Communiqué - 8 février 2011
Québec - La députée de Duplessis et porte-parole de l'opposition officielle en matière de transport maritime, Lorraine Richard, et le député de Marie-Victorin et porte-parole de l'opposition officielle en matière d'affaires intergouvernementales canadiennes, Bernard Drainville, réclament des actions énergiques de la part du gouvernement libéral dans le dossier du transport de matières radioactives sur le fleuve Saint-Laurent depuis que la Commission canadienne de la sûreté nucléaire a octroyé, le 4 février dernier, un permis à la compagnie ontarienne Bruce Power Inc. pour le transport, sur le fleuve Saint-Laurent, de seize générateurs à vapeur radioactive.
« En réponse à nos questions à l'Assemblée nationale cet après-midi, le ministre de l'Environnement s'est dit inquiet. Il a dit réfléchir. Il nous a même dit avoir envoyé des lettres. Mais son manque de leadership dans le dossier pourrait être dramatique et avoir des conséquences environnementales désastreuses », a affirmé la députée de Duplessis. « On a l'impression que M. Arcand ne prend pas la situation au sérieux. Une fois de plus, ce gouvernement n'écoute pas la population québécoise », a ajouté la députée.

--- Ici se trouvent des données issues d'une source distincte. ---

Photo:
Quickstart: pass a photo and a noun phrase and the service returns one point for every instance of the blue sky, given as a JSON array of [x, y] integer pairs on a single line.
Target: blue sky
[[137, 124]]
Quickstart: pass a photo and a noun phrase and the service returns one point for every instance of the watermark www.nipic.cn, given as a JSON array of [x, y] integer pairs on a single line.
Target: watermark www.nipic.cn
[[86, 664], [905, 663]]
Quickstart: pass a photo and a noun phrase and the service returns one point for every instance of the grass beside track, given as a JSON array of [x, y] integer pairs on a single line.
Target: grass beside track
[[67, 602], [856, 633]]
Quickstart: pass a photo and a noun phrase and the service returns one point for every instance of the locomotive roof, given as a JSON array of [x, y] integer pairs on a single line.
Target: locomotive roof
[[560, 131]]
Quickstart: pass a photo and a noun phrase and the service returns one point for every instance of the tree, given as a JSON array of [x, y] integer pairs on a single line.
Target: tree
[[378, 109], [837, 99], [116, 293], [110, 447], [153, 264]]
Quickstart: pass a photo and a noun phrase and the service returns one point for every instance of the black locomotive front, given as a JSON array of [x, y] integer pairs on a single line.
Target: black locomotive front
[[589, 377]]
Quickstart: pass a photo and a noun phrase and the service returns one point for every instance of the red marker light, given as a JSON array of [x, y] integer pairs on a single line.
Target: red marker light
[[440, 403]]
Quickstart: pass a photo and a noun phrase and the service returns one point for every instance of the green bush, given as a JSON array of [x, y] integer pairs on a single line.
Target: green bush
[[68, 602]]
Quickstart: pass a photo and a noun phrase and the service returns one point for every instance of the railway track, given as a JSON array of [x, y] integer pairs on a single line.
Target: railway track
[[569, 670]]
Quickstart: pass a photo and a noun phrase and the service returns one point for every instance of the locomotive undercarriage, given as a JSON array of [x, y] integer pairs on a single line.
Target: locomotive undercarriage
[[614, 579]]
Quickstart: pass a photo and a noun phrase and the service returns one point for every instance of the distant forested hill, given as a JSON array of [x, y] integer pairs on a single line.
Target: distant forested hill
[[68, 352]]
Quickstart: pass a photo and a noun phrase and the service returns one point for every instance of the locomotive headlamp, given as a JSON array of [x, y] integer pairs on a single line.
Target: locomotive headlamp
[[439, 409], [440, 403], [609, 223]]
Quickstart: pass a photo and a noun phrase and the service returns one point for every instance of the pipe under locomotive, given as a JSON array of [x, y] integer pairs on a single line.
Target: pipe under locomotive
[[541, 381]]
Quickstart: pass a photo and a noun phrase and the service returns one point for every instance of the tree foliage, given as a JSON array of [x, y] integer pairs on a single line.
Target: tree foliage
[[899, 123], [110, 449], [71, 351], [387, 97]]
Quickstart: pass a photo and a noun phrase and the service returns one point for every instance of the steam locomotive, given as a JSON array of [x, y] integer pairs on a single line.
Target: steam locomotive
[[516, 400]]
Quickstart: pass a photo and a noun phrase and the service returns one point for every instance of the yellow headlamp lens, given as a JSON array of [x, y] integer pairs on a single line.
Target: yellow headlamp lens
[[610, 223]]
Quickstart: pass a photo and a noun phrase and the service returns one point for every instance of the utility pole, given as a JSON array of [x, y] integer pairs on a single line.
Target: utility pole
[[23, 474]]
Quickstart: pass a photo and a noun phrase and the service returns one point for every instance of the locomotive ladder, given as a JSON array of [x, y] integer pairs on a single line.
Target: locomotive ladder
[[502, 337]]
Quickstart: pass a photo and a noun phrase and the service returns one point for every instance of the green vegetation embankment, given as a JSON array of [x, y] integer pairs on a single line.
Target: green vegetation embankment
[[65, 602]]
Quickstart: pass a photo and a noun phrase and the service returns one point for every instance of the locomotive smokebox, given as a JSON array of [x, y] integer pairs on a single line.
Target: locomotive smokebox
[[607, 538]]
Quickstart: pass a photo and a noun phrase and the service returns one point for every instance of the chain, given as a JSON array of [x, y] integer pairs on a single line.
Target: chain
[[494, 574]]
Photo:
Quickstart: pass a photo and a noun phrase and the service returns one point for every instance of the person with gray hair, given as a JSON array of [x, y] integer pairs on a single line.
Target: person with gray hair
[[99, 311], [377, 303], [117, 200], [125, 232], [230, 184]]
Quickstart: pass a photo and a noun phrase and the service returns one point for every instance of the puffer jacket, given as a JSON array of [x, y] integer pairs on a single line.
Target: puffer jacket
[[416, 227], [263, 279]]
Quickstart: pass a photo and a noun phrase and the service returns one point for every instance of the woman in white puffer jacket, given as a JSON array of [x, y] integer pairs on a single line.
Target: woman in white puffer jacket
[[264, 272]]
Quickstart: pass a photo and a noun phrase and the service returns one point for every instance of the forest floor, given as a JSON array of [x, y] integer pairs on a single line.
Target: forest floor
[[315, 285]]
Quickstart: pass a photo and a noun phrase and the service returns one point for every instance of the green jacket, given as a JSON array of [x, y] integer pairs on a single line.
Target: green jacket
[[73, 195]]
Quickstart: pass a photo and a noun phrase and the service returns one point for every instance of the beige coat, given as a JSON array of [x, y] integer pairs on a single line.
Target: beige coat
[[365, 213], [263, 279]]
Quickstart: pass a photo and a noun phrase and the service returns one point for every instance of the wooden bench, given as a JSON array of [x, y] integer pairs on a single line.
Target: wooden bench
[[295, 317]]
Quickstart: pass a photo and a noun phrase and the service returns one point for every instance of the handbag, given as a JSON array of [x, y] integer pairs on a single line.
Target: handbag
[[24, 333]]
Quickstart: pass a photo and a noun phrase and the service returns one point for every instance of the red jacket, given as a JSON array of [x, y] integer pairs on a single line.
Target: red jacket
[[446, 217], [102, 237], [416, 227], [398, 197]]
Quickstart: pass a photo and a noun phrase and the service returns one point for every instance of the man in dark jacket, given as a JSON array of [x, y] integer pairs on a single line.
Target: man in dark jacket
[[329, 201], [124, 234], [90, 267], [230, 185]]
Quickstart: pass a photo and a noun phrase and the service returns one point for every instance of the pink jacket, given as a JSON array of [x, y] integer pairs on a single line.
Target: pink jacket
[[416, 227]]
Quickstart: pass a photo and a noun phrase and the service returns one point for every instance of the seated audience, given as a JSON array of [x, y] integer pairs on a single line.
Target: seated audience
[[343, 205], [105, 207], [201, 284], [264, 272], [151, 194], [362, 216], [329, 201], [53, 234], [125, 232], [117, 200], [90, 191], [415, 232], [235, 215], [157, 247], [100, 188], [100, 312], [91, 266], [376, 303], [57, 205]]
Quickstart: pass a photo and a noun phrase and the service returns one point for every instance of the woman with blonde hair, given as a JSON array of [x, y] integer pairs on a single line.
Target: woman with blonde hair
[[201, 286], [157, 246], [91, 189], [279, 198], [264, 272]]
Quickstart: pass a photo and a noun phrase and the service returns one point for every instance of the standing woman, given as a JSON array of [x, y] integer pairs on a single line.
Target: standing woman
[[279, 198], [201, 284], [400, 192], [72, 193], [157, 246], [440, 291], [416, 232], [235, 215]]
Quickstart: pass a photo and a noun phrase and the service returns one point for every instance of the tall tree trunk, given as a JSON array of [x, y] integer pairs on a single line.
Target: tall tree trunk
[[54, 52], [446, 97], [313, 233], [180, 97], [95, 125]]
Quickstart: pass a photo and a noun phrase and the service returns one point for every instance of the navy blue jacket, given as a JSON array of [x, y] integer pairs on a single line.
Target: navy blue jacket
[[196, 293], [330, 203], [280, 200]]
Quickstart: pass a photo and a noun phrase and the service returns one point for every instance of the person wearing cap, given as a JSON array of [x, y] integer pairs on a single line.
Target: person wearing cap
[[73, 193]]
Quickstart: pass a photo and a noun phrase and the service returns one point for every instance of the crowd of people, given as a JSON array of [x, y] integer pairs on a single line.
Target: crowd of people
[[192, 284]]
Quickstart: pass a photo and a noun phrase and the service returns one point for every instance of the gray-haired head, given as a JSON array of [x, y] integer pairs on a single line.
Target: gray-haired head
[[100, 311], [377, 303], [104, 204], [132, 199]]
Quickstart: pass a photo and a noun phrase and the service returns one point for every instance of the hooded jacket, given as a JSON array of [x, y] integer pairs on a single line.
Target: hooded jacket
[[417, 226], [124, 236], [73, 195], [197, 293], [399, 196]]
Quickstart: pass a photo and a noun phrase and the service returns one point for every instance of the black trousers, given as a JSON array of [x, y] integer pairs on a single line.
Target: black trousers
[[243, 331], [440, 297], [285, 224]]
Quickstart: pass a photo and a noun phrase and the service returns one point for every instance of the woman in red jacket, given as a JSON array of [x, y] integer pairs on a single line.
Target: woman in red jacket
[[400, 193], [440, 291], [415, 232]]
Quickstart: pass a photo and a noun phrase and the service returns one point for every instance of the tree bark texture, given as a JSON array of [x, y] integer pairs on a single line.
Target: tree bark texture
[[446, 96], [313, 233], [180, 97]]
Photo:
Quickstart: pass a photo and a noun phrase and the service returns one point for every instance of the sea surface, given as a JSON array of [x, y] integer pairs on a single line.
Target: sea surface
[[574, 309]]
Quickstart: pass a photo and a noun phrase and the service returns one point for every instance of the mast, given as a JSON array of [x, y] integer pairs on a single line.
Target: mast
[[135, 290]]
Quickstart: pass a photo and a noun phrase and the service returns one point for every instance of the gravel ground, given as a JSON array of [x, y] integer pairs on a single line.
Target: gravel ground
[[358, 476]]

En effet, plus d'une trentaine de municipalités québécoises, incluant les villes de Montréal et de Québec, s'opposent farouchement au transport de déchets radioactifs sur la voie maritime du Saint-Laurent et envoient un signal clair au gouvernement depuis des mois.
« Le ministre doit faire plus qu'envoyer une lettre à Ottawa », a affirmé le député de Marie-Victorin.
Lettre qui se faisait par ailleurs assez alarmiste et dont voici un extrait: ...d'opération sans précédent, à ma connaissance au pays, voire en Amérique du Nord qui soulève de vives préoccupations au sein du gouvernement du Québec, et en particulier au ministère de l'Environnement, vu les préoccupations qu'elle suscite au plan des risques environnementaux...
« Comment se fait-il qu'il ne se soit rien passé entre la lettre de septembre 2010 et aujourd'hui? Six longs mois pendant lesquels nous n'avons rien entendu de la part de M. Arcand. Pourquoi ce silence? Est-ce qu'il a informé le premier ministre de ses inquiétudes? Que fera le ministre sinon supplier le gouvernement fédéral pour qu'il adopte une autre solution que de mettre des déchets nucléaires sur un bateau et leur faire traverser le Québec de port en port? », a ajouté Bernard Drainville.
« Le ministre Arcand doit maintenant jouer son rôle d'élu québécois et se faire le porte-parole des citoyens qui refusent de voir leur fleuve risquer la catastrophe environnementale », a-t-il conclu.